On Friday, February 28, the Utah Jazz will make television history by becoming the first NBA franchise to be featured on CBS's two-time Emmy-winning show, "Undercover Boss." Donning faux facial hair and assuming a new identity, Larry H. Miller Group CEO, Greg Miller, spent a number of days undercover performing four distinct jobs within the Utah Jazz organization. When initially presented with the opportunity to participate in the show in the summer of 2013, Miller and other organization leaders jumped at the opportunity, as they believed participating could positively impact the organization. "I was familiar with 'Undercover Boss' and I think that it has a positive purpose. I was eager to participate to see what opportunities existed to improve our organization that I wouldn't see in my role as CEO," Miller recalled.
During his undercover period, Miller engaged in roles ranging from a halftime performance with the Utah Jazz Dunk Team and acting as a human basketball hoop during his work with the Jazz's Interactive Team. Additionally, he worked alongside the team's facilities department and tried his hand as a concessions staff member. Throughout each of these roles, Miller saw firsthand the ways in which his organization thrives, but also noted areas in which it could improve. "There were a couple of issues that jumped out right away. One issue was that some of the equipment that we use to set up the arena for Jazz games was in desperate need of repair. The mechanisms in place were installed when the building was built 23-years ago, so they were tired," Miller explained.

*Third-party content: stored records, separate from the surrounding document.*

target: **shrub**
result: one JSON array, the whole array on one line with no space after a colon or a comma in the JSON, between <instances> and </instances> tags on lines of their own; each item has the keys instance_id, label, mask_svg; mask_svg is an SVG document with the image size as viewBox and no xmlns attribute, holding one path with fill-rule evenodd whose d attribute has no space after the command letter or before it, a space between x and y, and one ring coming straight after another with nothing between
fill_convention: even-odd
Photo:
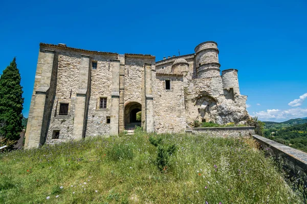
<instances>
[{"instance_id":1,"label":"shrub","mask_svg":"<svg viewBox=\"0 0 307 204\"><path fill-rule=\"evenodd\" d=\"M250 117L247 120L247 124L250 126L255 127L255 133L256 134L263 136L264 134L264 126L265 123L258 120L257 117Z\"/></svg>"},{"instance_id":2,"label":"shrub","mask_svg":"<svg viewBox=\"0 0 307 204\"><path fill-rule=\"evenodd\" d=\"M170 164L170 157L176 151L176 145L174 144L163 144L161 137L150 136L148 139L151 144L157 147L157 166L160 171L166 170Z\"/></svg>"}]
</instances>

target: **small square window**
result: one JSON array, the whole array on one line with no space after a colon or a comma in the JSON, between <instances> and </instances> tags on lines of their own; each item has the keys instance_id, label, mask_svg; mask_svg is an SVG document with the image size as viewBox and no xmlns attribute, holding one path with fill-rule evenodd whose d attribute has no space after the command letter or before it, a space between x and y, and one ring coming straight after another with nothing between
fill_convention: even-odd
<instances>
[{"instance_id":1,"label":"small square window","mask_svg":"<svg viewBox=\"0 0 307 204\"><path fill-rule=\"evenodd\" d=\"M165 89L170 90L170 80L165 80Z\"/></svg>"},{"instance_id":2,"label":"small square window","mask_svg":"<svg viewBox=\"0 0 307 204\"><path fill-rule=\"evenodd\" d=\"M68 115L68 104L60 104L59 115Z\"/></svg>"},{"instance_id":3,"label":"small square window","mask_svg":"<svg viewBox=\"0 0 307 204\"><path fill-rule=\"evenodd\" d=\"M97 62L92 62L92 68L97 69Z\"/></svg>"},{"instance_id":4,"label":"small square window","mask_svg":"<svg viewBox=\"0 0 307 204\"><path fill-rule=\"evenodd\" d=\"M106 108L106 98L100 98L99 101L99 109L105 109Z\"/></svg>"},{"instance_id":5,"label":"small square window","mask_svg":"<svg viewBox=\"0 0 307 204\"><path fill-rule=\"evenodd\" d=\"M60 131L56 130L53 131L53 133L52 133L52 139L54 140L55 139L59 139L59 137L60 136Z\"/></svg>"}]
</instances>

Another issue uncovered during his stint as an undercover boss resonated largely with Miller. "I realized that we need to do a better job as an organization expressing gratitude to our employees," he noted. Miller has focused on showing gratitude to the organization's employees since becoming CEO in 2008 by sending over 30 handwritten notes to employees monthly. Hence, he was surprised by this revelation. "I asked one of the employees I worked with when I was undercover how he likes working here. He said he loves everything about it, except that the employees don't get as much recognition as he thought they should for a job well done. That was a little hard for me to hear, because I take a lot of pride in how many handwritten thank you notes I send to our employees each month," Miller said.
For Miller, whose father founded Larry H. Miller Companies in 1979, one particular exchange while he was undercover struck a personal chord. Miller's first "boss" when he went undercover was a man named Dennis, who is responsible for setting up the Jazz's arena for games. When Miller arrived to assist Dennis with the job, Dennis looked at him and said, "I only have two rules. Number one: Don't drop the Jazz floors. Number two: Don't drop the Lexus tables." While the Lexus tables are costly tables utilized in the arena's premium seating areas, Dennis' instruction about the Jazz floors particularly stood out to Miller. "The rule about the floors meant so much to me, because the floor was named after my dad. I was just very impressed that Dennis had taken mental ownership of that floor and was so protective of it. I immediately felt a friendship with Dennis," Miller recalled.
In his role leading the Jazz, Miller notes that one of the individuals who prepared him the greatest for the job was his father. "My dad ranks way up there," he noted. Yet, another Jazz figure largely molded Miller's leadership style. "John Stockton is another individual who has influenced the way I lead. John's influence would be one of quiet strength, where you work hard every minute of every day to be the best you can be and then you don't talk about it. You go to work, do your best and step back into the shadows," Miller said.
Through personal experiences and the mentorship of leaders, Miller has built a management style that he defines as one focused on "optimizing every aspect of the organization." In explaining how he optimizes every aspect of the organization, Miller notes that he works hard to be collaborative and delegatory. To that list, Miller can add innovative, as his participation in "Undercover Boss" demonstrates his willingness to take unique approaches to get to the root of issues, both positive and negative, within the Jazz organization.